An interactive tool for mapping primary keys, foreign keys, and inter-table relationships across tabular data. Upload files or connect to a database, get an interactive ERD, column-level metadata, and exportable reports.
The primary implementation is R/Shiny. A Python/Streamlit version also exists but has fewer features and is not actively maintained at this time.
| Category | Detail |
|---|---|
| File support | CSV, TSV, Excel (xlsx/xlsm/xls), ODS, Parquet, JSON, NDJSON, SPSS, SAS, Stata, RDS, RData, Access (.mdb/.accdb) |
| Database connectors | PostgreSQL, MySQL, SQL Server, SQLite, Snowflake, BigQuery, Redshift, Oracle |
| Schema import | JSON/YAML schema files with inline PK/FK annotations |
| 7-signal FK detection | Naming conventions, fuzzy name similarity, value overlap, cardinality, format fingerprint, distribution similarity, null-pattern correlation |
| Confidence scoring | Noisy-OR composite scoring with low/medium/high confidence tiers; filter by minimum confidence |
| Signal toggles | Enable/disable individual signals; changes take effect on "Run Detection" button click |
| Scan triage | Estimates scan complexity for large schemas; lets you choose full scan, naming-only, or skip |
| Interactive ERD | visNetwork graph with drag, zoom, hover tooltips; layout modes (force/hierarchical/circular), spring length slider |
| Table Details | Per-table column summary with type, non-null count, unique values, PK/FK flags, table size |
| Relationships tab | Grouped by detection method with confidence scores, signal chips, suppress/restore controls |
| Name cleaning | Automatic table and column name cleaning via janitor conventions, with full rename log |
| Manual overrides | Add relationships auto-detection misses |
| Exports | Relationships CSV, dbt schema.yml, Mermaid ERD, session save/restore (JSON) |
| Duplicate handling | Detects re-uploads by file size/dimensions; offers overwrite, keep both, or skip |
The app is structured as an R package using the golem framework.
R/
run_app.R Entry point — tableexplorer::run_app()

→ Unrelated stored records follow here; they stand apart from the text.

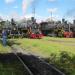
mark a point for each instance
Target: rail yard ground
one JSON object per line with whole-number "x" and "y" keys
{"x": 47, "y": 45}
{"x": 42, "y": 47}
{"x": 39, "y": 47}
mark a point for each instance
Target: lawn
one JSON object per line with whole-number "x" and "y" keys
{"x": 44, "y": 47}
{"x": 4, "y": 49}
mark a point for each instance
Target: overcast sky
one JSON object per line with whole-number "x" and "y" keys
{"x": 23, "y": 8}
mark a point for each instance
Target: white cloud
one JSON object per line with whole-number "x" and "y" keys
{"x": 25, "y": 4}
{"x": 15, "y": 7}
{"x": 52, "y": 10}
{"x": 51, "y": 0}
{"x": 9, "y": 1}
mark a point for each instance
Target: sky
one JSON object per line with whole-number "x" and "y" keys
{"x": 19, "y": 9}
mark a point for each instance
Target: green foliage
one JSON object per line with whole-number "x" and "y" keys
{"x": 65, "y": 62}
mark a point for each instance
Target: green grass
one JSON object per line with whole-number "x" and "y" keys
{"x": 47, "y": 45}
{"x": 4, "y": 49}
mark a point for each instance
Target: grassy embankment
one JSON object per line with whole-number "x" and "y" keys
{"x": 47, "y": 45}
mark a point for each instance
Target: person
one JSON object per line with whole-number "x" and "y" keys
{"x": 4, "y": 37}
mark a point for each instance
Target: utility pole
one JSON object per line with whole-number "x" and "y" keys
{"x": 51, "y": 16}
{"x": 69, "y": 27}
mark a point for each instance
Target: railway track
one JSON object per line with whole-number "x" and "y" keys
{"x": 36, "y": 66}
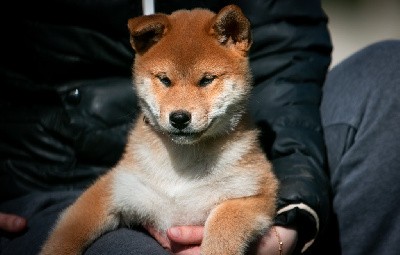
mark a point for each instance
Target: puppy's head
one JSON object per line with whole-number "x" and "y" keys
{"x": 191, "y": 71}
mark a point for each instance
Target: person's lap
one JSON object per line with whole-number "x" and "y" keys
{"x": 42, "y": 210}
{"x": 361, "y": 116}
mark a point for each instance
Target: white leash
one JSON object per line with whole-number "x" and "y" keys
{"x": 148, "y": 7}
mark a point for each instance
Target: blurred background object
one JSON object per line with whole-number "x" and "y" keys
{"x": 355, "y": 24}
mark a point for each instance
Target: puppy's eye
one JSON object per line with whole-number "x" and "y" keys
{"x": 164, "y": 80}
{"x": 206, "y": 80}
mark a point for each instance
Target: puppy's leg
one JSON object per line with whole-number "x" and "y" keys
{"x": 83, "y": 221}
{"x": 235, "y": 223}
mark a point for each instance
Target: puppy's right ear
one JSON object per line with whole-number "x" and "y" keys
{"x": 147, "y": 31}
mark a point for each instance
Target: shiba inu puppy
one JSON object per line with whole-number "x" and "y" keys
{"x": 193, "y": 157}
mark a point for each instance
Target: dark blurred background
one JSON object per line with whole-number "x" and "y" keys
{"x": 358, "y": 23}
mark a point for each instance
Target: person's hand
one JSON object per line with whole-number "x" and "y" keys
{"x": 12, "y": 223}
{"x": 269, "y": 244}
{"x": 183, "y": 240}
{"x": 186, "y": 240}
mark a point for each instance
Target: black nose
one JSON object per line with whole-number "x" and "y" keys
{"x": 180, "y": 119}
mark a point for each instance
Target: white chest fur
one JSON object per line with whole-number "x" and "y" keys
{"x": 180, "y": 186}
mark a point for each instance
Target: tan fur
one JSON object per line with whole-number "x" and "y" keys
{"x": 210, "y": 172}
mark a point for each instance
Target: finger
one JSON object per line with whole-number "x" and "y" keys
{"x": 12, "y": 223}
{"x": 186, "y": 250}
{"x": 186, "y": 235}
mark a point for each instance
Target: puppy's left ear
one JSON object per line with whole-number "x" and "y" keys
{"x": 232, "y": 28}
{"x": 146, "y": 31}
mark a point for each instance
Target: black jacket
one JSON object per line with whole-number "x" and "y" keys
{"x": 67, "y": 101}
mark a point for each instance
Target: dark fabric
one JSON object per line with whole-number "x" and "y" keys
{"x": 67, "y": 103}
{"x": 42, "y": 210}
{"x": 361, "y": 115}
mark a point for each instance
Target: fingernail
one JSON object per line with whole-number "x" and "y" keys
{"x": 18, "y": 223}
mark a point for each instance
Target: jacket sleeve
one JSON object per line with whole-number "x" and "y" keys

app_ui.R Top-level UI (assembles modules)
app_server.R Top-level server (wires module reactive values)
mod_upload.R Upload panel + manual override
mod_db_connect.R Database connection panel
mod_detection.R Detection controls + scan triage
mod_erd.R ERD visualization (visNetwork)
mod_table_details.R Per-table column summary
mod_relationships.R Relationships tab
mod_name_changes.R Name changes / rename log tab
mod_export.R Export panel (CSV, dbt YAML, Mermaid, session)

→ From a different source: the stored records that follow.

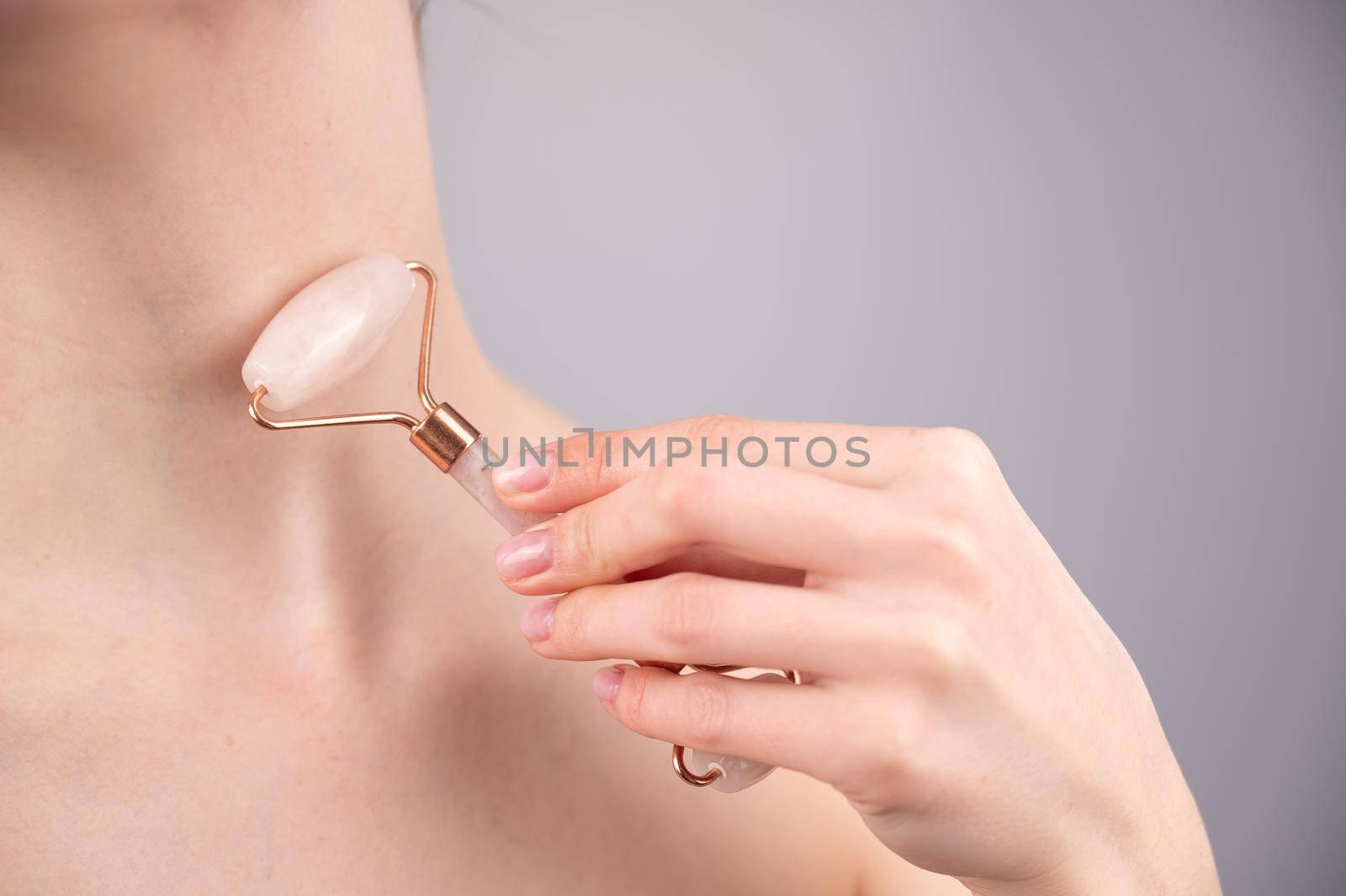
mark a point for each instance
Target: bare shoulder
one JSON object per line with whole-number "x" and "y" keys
{"x": 813, "y": 825}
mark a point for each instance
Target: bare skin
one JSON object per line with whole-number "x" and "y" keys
{"x": 233, "y": 660}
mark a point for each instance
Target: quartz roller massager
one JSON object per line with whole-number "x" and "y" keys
{"x": 327, "y": 332}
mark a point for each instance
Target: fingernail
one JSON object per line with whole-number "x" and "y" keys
{"x": 536, "y": 622}
{"x": 525, "y": 554}
{"x": 527, "y": 474}
{"x": 607, "y": 681}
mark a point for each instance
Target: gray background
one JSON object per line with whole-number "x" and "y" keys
{"x": 1110, "y": 237}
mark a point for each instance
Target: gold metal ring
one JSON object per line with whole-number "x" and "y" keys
{"x": 680, "y": 766}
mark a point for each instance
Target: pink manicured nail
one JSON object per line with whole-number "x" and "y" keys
{"x": 536, "y": 622}
{"x": 525, "y": 554}
{"x": 607, "y": 681}
{"x": 524, "y": 474}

utils_inference.R 7-signal PK/FK detection engine
utils_file_readers.R Multi-format file parser (18 formats)
utils_db_connectors.R Database connection, introspection, loading
utils_export.R dbt YAML, Mermaid ERD, session JSON
utils_vis.R ERD network builder (build_network)
utils_helpers.R Shared helpers (%||%)
inst/
app/www/ Static assets (styles.css, app.js)

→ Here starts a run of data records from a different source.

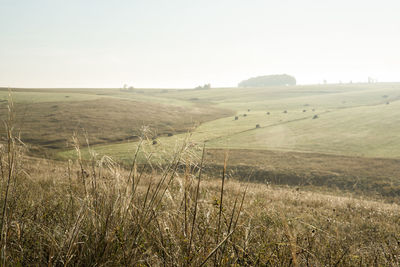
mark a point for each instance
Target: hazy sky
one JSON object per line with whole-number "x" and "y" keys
{"x": 183, "y": 43}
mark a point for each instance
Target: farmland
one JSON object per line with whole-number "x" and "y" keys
{"x": 316, "y": 183}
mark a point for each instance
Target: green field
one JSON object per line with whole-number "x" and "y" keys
{"x": 353, "y": 120}
{"x": 355, "y": 123}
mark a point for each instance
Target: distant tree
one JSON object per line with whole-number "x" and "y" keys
{"x": 206, "y": 86}
{"x": 269, "y": 80}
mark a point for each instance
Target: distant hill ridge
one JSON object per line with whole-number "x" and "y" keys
{"x": 269, "y": 80}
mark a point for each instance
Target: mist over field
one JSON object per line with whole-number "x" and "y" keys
{"x": 212, "y": 133}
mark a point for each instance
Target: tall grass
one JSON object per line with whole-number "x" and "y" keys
{"x": 96, "y": 213}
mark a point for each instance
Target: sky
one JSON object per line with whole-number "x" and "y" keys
{"x": 183, "y": 43}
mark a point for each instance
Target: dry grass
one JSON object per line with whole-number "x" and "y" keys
{"x": 373, "y": 176}
{"x": 97, "y": 214}
{"x": 47, "y": 126}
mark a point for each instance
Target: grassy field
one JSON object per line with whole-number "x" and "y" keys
{"x": 47, "y": 118}
{"x": 356, "y": 123}
{"x": 353, "y": 120}
{"x": 295, "y": 191}
{"x": 97, "y": 213}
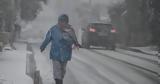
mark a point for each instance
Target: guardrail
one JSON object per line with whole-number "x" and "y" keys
{"x": 31, "y": 69}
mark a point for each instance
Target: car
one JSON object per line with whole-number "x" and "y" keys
{"x": 99, "y": 34}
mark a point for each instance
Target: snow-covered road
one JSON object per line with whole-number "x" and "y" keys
{"x": 89, "y": 67}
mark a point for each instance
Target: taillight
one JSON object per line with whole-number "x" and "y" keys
{"x": 92, "y": 30}
{"x": 113, "y": 30}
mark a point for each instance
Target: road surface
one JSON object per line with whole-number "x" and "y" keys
{"x": 96, "y": 66}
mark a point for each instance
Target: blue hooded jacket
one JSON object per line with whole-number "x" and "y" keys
{"x": 61, "y": 43}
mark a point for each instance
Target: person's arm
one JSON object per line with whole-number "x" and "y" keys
{"x": 76, "y": 43}
{"x": 46, "y": 41}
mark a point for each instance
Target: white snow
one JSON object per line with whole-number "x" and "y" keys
{"x": 13, "y": 65}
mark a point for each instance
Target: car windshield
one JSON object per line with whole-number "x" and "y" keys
{"x": 101, "y": 26}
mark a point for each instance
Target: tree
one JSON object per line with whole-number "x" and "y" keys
{"x": 30, "y": 9}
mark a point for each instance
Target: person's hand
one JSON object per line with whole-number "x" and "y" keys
{"x": 41, "y": 49}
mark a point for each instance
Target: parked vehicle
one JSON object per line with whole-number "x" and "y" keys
{"x": 99, "y": 34}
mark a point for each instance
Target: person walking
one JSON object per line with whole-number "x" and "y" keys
{"x": 62, "y": 37}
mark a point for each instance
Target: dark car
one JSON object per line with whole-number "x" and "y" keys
{"x": 99, "y": 34}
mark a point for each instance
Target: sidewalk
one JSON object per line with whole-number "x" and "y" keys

extdata/ Sample data + schema.json
golem-config.yml App configuration
dev/
01_start.R One-time project setup
02_dev.R Development helpers
03_deploy.R Deployment helpers
tests/testthat/ Unit tests (~100 cases across 4 suites)
Reactive data flow between modules:
app_server.R
├─ all_tables_rv ← mod_upload, mod_db_connect (mutate)
├─ schema_rels_rv ← mod_upload, mod_db_connect (mutate)
├─ manual_rels_rv ← mod_upload (returns)
├─ detection opts ← mod_detection (returns)
├─ pk_map_rv, composite_pk_map_rv, auto_rels_rv (computed)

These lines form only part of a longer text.